ABSTRACT
This essay analyzes the so-called ‘Field of Dreams’ problem in multidistrict litigation (MDL). Once an MDL is up and running, the story goes, plaintiffs’ lawyers flood the proceeding with meritless claims in the hopes that they will be swept into a global settlement before anyone ever looks closely at them. Critics have called this the most pressing problem with MDLs today and lobbied both Congress and the Federal Rules Committee for MDL-specific rules to address it. This essay analyzes the empirical and normative dimensions of the MDL Field of Dreams. While the empirical evidence behind existing complaints about meritless claims in MDL is exceedingly thin, the economic intuition behind the phenomenon is quite plausible: if you reduce the cost of litigation, as MDL does, more claims with lower expected values will enter the system. Assuming, then, that some significant portion of those new claims are meritless, this essay asks, what, exactly, is wrong with that? It examines several potential problems an influx of meritless claims could create from both the defendants’ and plaintiffs’ perspectives. While some of these concerns are serious, others are overblown. And the types of claims that garner the most criticism – those filed by people who have not been exposed or injured – are actually the least problematic.
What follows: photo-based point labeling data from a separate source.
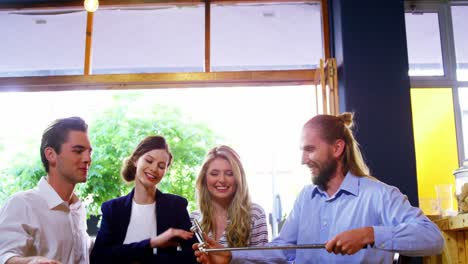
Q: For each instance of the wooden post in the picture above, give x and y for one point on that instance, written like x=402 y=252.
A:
x=207 y=65
x=89 y=38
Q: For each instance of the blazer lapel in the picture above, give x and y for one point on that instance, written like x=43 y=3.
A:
x=162 y=221
x=125 y=214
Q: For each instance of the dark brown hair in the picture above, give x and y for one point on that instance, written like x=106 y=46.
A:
x=57 y=133
x=149 y=143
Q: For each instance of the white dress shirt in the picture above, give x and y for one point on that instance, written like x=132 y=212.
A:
x=38 y=222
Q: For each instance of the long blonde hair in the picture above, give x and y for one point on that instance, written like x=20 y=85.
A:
x=239 y=227
x=332 y=128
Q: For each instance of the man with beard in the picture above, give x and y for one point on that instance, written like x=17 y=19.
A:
x=357 y=217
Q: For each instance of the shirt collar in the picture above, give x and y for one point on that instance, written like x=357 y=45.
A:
x=49 y=194
x=350 y=185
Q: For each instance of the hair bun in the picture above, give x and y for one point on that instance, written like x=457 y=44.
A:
x=347 y=118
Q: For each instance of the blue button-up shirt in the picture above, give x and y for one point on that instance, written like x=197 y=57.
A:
x=359 y=202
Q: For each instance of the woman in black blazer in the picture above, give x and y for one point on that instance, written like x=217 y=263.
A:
x=145 y=226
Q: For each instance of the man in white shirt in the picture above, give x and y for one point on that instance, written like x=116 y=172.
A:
x=47 y=224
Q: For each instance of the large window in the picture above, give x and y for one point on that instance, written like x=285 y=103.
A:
x=437 y=58
x=42 y=43
x=438 y=73
x=257 y=58
x=266 y=135
x=424 y=47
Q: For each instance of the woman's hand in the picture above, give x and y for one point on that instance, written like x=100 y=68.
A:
x=169 y=238
x=219 y=257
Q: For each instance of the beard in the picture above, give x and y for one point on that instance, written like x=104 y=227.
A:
x=325 y=174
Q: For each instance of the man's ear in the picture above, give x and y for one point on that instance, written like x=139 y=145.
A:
x=51 y=155
x=338 y=148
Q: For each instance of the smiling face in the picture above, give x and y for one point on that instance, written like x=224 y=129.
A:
x=317 y=154
x=151 y=167
x=220 y=180
x=72 y=162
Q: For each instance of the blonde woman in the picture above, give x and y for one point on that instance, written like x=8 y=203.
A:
x=226 y=212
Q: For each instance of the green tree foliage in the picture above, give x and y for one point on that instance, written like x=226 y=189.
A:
x=114 y=133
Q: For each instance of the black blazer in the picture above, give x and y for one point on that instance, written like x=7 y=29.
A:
x=171 y=211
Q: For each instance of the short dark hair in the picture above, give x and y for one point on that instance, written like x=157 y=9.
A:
x=57 y=133
x=149 y=143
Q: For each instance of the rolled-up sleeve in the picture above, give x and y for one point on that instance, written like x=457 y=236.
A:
x=406 y=229
x=16 y=236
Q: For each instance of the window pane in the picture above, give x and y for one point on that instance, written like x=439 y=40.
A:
x=435 y=143
x=266 y=137
x=266 y=36
x=463 y=98
x=39 y=44
x=424 y=48
x=163 y=39
x=460 y=21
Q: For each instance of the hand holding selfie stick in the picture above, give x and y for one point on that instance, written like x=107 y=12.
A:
x=196 y=228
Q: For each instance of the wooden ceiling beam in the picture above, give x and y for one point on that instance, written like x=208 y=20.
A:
x=156 y=80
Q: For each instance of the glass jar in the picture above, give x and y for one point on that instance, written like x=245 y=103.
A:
x=461 y=184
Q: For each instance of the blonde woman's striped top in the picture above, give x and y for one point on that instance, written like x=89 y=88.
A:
x=259 y=233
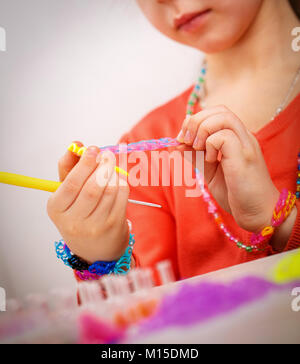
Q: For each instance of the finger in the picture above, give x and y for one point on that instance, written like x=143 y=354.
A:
x=68 y=191
x=219 y=122
x=108 y=199
x=67 y=162
x=198 y=118
x=120 y=207
x=92 y=191
x=226 y=142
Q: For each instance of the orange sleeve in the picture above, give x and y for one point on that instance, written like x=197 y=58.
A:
x=294 y=241
x=154 y=229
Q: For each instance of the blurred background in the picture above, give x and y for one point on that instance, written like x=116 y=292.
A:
x=73 y=70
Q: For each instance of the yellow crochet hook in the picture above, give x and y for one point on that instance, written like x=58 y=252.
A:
x=49 y=186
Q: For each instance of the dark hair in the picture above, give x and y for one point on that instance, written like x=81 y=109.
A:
x=295 y=4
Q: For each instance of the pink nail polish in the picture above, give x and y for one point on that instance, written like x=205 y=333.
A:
x=180 y=136
x=92 y=151
x=196 y=143
x=188 y=137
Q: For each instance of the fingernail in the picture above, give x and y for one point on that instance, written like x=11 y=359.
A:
x=102 y=158
x=196 y=143
x=188 y=137
x=180 y=136
x=92 y=151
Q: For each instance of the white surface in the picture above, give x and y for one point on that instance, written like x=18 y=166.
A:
x=73 y=69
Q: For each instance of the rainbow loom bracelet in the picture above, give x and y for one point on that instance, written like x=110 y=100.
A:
x=99 y=268
x=298 y=179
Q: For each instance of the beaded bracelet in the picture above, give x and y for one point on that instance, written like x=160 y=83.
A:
x=94 y=271
x=282 y=211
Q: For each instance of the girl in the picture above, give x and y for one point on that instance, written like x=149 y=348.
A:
x=251 y=145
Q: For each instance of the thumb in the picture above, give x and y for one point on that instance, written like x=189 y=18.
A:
x=67 y=163
x=209 y=169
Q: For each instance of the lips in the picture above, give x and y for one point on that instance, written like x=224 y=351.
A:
x=186 y=18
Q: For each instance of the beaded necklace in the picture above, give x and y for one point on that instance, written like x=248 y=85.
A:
x=196 y=96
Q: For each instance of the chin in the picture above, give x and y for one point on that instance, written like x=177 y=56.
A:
x=210 y=44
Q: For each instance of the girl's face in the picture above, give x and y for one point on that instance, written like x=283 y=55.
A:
x=208 y=25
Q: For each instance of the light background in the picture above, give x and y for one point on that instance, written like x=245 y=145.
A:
x=74 y=70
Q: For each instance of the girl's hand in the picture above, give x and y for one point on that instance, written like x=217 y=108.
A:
x=235 y=170
x=91 y=216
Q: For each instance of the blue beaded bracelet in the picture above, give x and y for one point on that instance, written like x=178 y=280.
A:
x=99 y=268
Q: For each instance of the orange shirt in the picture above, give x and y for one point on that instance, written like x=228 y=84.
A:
x=183 y=231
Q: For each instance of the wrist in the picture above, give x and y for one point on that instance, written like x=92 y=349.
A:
x=265 y=218
x=282 y=233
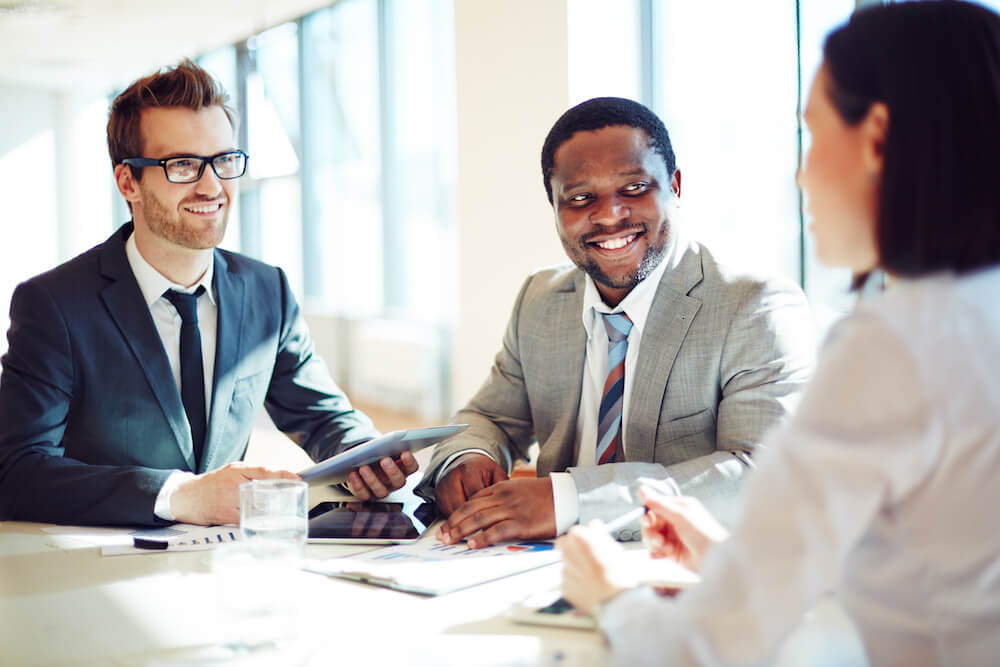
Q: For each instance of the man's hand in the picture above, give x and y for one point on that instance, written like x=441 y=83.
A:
x=378 y=481
x=213 y=498
x=512 y=509
x=471 y=474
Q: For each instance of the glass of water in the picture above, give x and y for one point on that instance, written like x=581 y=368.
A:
x=273 y=521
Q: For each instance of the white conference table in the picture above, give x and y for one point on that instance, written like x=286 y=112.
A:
x=63 y=603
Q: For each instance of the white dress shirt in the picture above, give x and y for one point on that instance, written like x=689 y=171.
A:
x=883 y=487
x=636 y=305
x=153 y=284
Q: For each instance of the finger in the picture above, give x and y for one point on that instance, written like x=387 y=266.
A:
x=408 y=463
x=357 y=486
x=449 y=494
x=393 y=474
x=485 y=518
x=497 y=532
x=374 y=484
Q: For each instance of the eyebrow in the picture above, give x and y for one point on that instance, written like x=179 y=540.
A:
x=635 y=171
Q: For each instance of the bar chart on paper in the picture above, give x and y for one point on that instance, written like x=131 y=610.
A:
x=432 y=568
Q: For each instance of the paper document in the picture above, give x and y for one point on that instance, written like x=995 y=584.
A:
x=432 y=568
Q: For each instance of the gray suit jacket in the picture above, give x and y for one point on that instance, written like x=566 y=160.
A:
x=722 y=359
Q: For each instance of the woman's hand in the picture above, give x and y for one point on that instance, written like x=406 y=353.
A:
x=592 y=571
x=679 y=527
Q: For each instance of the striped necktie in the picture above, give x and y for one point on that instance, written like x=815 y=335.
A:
x=609 y=417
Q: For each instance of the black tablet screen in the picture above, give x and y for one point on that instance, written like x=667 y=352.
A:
x=369 y=520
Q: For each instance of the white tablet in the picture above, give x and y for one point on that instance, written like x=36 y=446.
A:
x=336 y=468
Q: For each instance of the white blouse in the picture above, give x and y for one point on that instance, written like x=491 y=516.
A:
x=884 y=487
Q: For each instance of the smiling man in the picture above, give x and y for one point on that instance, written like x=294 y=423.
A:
x=135 y=371
x=646 y=359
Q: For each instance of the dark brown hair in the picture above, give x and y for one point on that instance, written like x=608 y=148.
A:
x=187 y=85
x=936 y=66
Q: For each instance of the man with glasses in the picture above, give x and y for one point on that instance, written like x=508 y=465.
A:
x=134 y=372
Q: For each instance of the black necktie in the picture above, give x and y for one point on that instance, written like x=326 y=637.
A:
x=192 y=373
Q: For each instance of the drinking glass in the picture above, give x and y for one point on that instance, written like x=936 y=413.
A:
x=273 y=521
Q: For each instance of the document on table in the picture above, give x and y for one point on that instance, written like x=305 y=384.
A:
x=122 y=541
x=429 y=567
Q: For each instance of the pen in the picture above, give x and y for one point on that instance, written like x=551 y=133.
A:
x=148 y=543
x=625 y=519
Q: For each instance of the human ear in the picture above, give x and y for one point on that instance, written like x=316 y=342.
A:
x=875 y=130
x=126 y=183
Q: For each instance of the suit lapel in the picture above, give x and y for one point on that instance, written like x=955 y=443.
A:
x=230 y=296
x=564 y=328
x=670 y=317
x=128 y=309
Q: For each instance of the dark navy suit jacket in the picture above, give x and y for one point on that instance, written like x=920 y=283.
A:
x=91 y=420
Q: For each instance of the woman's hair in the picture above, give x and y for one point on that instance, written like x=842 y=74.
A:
x=936 y=66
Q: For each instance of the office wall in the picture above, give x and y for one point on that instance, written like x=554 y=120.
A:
x=511 y=81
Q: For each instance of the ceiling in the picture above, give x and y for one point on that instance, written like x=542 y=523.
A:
x=97 y=44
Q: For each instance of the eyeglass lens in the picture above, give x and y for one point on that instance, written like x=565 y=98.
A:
x=187 y=169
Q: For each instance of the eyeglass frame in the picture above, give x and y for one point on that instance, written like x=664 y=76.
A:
x=210 y=159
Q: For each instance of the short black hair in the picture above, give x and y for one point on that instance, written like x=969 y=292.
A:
x=936 y=66
x=601 y=112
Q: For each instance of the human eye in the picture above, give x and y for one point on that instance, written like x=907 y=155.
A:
x=637 y=188
x=578 y=200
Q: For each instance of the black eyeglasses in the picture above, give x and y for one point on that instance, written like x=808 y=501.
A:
x=189 y=168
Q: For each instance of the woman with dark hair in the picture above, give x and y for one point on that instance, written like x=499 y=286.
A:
x=885 y=485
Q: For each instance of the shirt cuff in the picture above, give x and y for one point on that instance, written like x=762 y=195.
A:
x=162 y=506
x=447 y=465
x=564 y=496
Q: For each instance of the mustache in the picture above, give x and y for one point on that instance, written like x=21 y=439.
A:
x=637 y=227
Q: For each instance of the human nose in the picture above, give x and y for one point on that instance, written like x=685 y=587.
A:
x=209 y=183
x=610 y=211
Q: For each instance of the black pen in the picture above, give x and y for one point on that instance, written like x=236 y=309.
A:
x=148 y=543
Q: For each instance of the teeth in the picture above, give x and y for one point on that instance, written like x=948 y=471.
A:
x=211 y=208
x=614 y=244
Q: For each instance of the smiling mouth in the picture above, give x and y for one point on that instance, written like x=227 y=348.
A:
x=615 y=243
x=204 y=208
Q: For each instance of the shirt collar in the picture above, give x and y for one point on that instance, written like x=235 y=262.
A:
x=153 y=284
x=636 y=303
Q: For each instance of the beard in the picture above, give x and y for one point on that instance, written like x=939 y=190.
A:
x=168 y=225
x=580 y=254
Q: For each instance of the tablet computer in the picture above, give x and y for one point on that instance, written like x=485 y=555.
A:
x=336 y=468
x=354 y=522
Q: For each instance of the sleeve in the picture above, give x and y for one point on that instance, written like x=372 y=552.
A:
x=856 y=444
x=767 y=356
x=302 y=399
x=498 y=415
x=37 y=482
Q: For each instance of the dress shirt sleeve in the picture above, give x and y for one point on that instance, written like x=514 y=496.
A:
x=857 y=444
x=567 y=511
x=162 y=506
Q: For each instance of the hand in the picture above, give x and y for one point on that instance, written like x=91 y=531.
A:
x=591 y=571
x=213 y=498
x=512 y=509
x=679 y=527
x=378 y=481
x=471 y=474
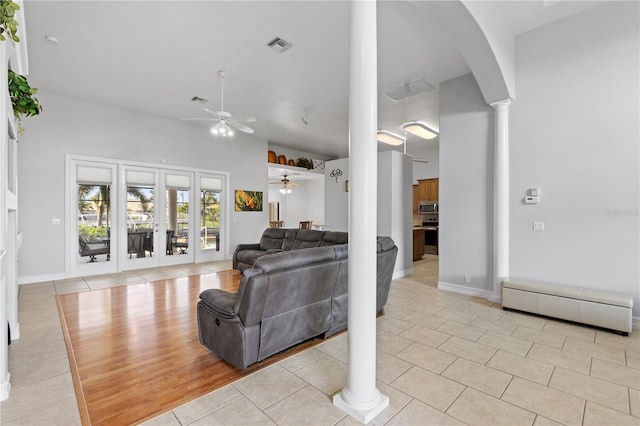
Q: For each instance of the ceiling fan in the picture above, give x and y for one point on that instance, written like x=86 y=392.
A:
x=286 y=185
x=225 y=122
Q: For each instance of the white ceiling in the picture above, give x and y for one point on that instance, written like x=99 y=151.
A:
x=154 y=56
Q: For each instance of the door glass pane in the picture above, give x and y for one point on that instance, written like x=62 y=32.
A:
x=94 y=222
x=140 y=222
x=177 y=221
x=210 y=219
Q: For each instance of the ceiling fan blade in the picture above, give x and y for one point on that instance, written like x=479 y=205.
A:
x=223 y=114
x=241 y=127
x=243 y=119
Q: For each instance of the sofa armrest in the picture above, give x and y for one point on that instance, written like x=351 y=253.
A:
x=240 y=247
x=220 y=302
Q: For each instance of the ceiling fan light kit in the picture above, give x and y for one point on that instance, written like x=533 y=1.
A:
x=225 y=123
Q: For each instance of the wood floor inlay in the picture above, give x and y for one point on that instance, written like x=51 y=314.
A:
x=134 y=350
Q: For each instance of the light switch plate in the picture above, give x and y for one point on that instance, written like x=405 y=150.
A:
x=538 y=226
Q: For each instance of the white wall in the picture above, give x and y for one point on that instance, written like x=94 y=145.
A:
x=306 y=202
x=336 y=199
x=72 y=126
x=395 y=206
x=395 y=201
x=575 y=134
x=465 y=185
x=426 y=170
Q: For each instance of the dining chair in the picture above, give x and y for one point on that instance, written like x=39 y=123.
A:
x=136 y=243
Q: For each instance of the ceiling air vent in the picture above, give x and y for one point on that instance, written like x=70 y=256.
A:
x=410 y=89
x=279 y=45
x=199 y=100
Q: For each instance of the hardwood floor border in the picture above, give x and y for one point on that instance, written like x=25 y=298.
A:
x=227 y=373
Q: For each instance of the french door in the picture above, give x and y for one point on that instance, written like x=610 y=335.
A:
x=136 y=216
x=155 y=207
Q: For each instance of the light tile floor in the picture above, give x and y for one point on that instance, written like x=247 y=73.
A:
x=442 y=358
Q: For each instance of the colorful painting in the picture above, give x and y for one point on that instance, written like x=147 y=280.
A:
x=248 y=201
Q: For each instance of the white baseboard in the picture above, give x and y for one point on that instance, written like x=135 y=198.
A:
x=5 y=388
x=403 y=273
x=469 y=291
x=33 y=279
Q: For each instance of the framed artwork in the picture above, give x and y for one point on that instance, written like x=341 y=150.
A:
x=248 y=201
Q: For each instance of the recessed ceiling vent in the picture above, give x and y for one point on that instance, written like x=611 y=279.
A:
x=199 y=100
x=410 y=89
x=279 y=45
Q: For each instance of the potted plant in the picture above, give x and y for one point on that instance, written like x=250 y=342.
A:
x=8 y=25
x=22 y=98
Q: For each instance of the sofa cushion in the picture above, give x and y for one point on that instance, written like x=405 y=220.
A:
x=289 y=238
x=331 y=238
x=292 y=259
x=249 y=257
x=385 y=244
x=307 y=238
x=272 y=238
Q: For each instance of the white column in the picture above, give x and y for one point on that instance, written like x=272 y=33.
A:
x=5 y=384
x=361 y=398
x=500 y=196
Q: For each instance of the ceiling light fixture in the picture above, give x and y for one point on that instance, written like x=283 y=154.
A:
x=279 y=45
x=389 y=138
x=51 y=40
x=420 y=130
x=222 y=129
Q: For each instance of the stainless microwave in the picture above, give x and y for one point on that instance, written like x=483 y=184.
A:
x=425 y=207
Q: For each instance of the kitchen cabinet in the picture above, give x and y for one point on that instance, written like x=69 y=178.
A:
x=418 y=243
x=427 y=189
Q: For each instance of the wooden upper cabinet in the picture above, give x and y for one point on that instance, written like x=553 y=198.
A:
x=427 y=189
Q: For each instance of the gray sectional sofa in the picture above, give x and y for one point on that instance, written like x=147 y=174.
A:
x=275 y=240
x=283 y=299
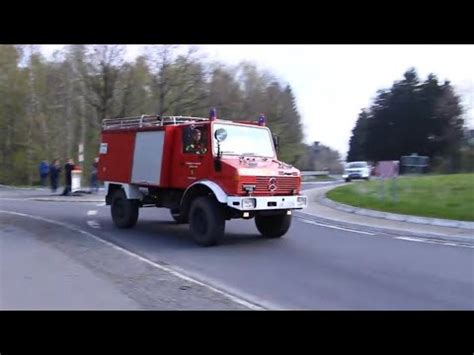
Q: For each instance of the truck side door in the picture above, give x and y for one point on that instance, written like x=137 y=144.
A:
x=192 y=157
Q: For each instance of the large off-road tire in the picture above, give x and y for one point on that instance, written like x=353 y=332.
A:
x=206 y=221
x=177 y=216
x=273 y=226
x=124 y=211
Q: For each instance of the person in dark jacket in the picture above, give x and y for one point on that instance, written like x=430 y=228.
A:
x=44 y=172
x=68 y=167
x=54 y=171
x=94 y=181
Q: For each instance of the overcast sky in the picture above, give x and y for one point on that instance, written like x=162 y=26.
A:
x=332 y=83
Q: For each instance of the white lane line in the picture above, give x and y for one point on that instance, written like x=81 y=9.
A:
x=438 y=242
x=334 y=227
x=93 y=224
x=411 y=239
x=141 y=258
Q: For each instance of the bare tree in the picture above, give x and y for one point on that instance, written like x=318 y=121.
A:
x=100 y=76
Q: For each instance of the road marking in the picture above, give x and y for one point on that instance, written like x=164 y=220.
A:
x=147 y=261
x=334 y=227
x=93 y=224
x=439 y=242
x=411 y=239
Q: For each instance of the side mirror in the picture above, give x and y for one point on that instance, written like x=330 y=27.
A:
x=220 y=134
x=276 y=142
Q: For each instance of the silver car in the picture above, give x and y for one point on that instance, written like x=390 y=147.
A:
x=356 y=170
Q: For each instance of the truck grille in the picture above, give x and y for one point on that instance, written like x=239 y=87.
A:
x=282 y=185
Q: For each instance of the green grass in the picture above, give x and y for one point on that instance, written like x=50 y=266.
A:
x=437 y=196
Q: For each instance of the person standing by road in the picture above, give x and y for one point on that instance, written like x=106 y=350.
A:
x=54 y=171
x=94 y=181
x=44 y=172
x=68 y=167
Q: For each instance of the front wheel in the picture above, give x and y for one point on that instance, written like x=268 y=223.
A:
x=124 y=211
x=206 y=221
x=273 y=226
x=178 y=218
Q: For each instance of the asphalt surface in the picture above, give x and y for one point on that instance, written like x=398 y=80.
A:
x=315 y=266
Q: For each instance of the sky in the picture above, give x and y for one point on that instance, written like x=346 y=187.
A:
x=332 y=83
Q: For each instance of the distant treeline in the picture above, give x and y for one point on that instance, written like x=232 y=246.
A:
x=49 y=106
x=414 y=116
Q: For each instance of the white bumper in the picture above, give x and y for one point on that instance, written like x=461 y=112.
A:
x=244 y=203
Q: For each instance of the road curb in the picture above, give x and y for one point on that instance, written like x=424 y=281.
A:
x=70 y=199
x=390 y=231
x=316 y=199
x=397 y=217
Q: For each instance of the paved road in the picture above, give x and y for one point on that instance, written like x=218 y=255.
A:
x=316 y=266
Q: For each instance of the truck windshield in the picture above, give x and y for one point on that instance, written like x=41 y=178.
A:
x=242 y=140
x=356 y=165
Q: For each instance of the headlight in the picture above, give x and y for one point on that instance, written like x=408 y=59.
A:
x=301 y=201
x=249 y=203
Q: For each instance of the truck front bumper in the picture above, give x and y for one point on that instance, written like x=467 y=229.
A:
x=259 y=203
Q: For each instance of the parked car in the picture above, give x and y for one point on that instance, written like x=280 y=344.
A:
x=357 y=170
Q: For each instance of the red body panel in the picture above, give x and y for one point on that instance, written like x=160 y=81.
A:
x=116 y=165
x=180 y=169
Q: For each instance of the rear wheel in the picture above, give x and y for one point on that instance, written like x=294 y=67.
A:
x=177 y=216
x=206 y=221
x=273 y=226
x=124 y=211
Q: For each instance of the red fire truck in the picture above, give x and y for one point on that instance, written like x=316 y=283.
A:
x=205 y=170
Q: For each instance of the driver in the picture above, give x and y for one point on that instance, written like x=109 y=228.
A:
x=196 y=146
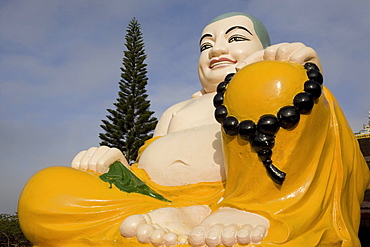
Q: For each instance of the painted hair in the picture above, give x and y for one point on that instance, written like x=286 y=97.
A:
x=260 y=29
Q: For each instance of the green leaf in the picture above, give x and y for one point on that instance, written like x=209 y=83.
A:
x=126 y=181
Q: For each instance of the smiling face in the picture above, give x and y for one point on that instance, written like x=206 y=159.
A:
x=223 y=45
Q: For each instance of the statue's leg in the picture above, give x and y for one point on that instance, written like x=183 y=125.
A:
x=64 y=206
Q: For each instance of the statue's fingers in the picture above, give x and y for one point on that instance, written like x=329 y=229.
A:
x=270 y=52
x=196 y=236
x=76 y=162
x=84 y=165
x=283 y=53
x=170 y=239
x=304 y=55
x=213 y=235
x=228 y=235
x=144 y=232
x=258 y=234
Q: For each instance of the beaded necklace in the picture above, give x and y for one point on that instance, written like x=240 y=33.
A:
x=262 y=135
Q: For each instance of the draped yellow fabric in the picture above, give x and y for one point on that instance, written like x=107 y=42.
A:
x=62 y=206
x=317 y=205
x=326 y=175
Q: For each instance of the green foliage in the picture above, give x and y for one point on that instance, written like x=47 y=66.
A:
x=131 y=123
x=10 y=231
x=126 y=181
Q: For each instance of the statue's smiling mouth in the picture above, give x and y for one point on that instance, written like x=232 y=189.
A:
x=221 y=62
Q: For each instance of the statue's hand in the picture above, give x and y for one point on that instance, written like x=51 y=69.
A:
x=98 y=159
x=292 y=52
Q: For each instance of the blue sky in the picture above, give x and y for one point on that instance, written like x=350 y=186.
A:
x=60 y=60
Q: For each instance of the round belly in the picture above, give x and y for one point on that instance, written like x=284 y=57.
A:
x=185 y=157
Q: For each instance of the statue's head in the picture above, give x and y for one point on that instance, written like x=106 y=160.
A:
x=226 y=41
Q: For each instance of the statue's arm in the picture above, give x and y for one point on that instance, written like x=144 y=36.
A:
x=98 y=159
x=293 y=52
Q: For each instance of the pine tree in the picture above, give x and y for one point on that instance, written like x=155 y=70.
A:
x=131 y=123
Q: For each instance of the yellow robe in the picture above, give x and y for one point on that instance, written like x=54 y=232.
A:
x=326 y=175
x=62 y=206
x=317 y=205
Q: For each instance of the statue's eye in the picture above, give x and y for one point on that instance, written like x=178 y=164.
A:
x=205 y=46
x=236 y=38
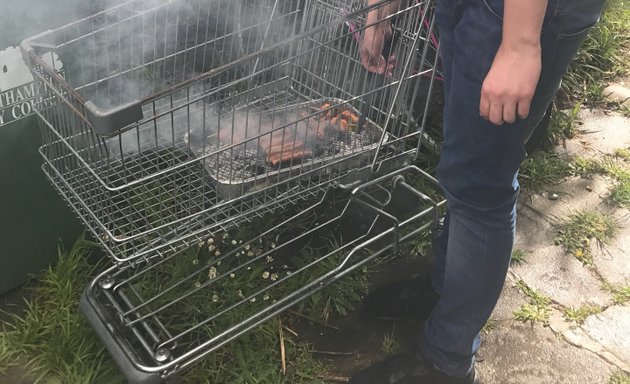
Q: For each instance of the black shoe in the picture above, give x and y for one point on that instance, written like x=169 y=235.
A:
x=408 y=369
x=411 y=299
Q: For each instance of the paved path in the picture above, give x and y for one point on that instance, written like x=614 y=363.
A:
x=563 y=351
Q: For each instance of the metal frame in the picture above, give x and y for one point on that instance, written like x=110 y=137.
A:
x=119 y=181
x=152 y=175
x=144 y=345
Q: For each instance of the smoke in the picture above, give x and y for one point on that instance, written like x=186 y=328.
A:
x=154 y=46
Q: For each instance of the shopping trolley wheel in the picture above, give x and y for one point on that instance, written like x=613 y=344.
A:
x=116 y=351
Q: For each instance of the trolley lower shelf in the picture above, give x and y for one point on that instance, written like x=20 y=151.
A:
x=158 y=318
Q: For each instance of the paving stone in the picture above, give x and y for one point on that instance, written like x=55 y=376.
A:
x=549 y=269
x=602 y=132
x=613 y=260
x=562 y=277
x=511 y=299
x=618 y=92
x=519 y=353
x=611 y=329
x=574 y=194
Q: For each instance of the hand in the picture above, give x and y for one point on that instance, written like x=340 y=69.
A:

Many of the real problems that the Field of Dreams creates can be addressed through private ordering and case management techniques that are within the existing powers of the MDL judge and do not require a radical overhaul of MDL procedures.
Rave, D Theodore, Multidistrict Litigation and the Field of Dreams (March 28, 2023), 101 Texas Law Review 1595 (2023); University of Texas Law, Legal Studies Research Paper.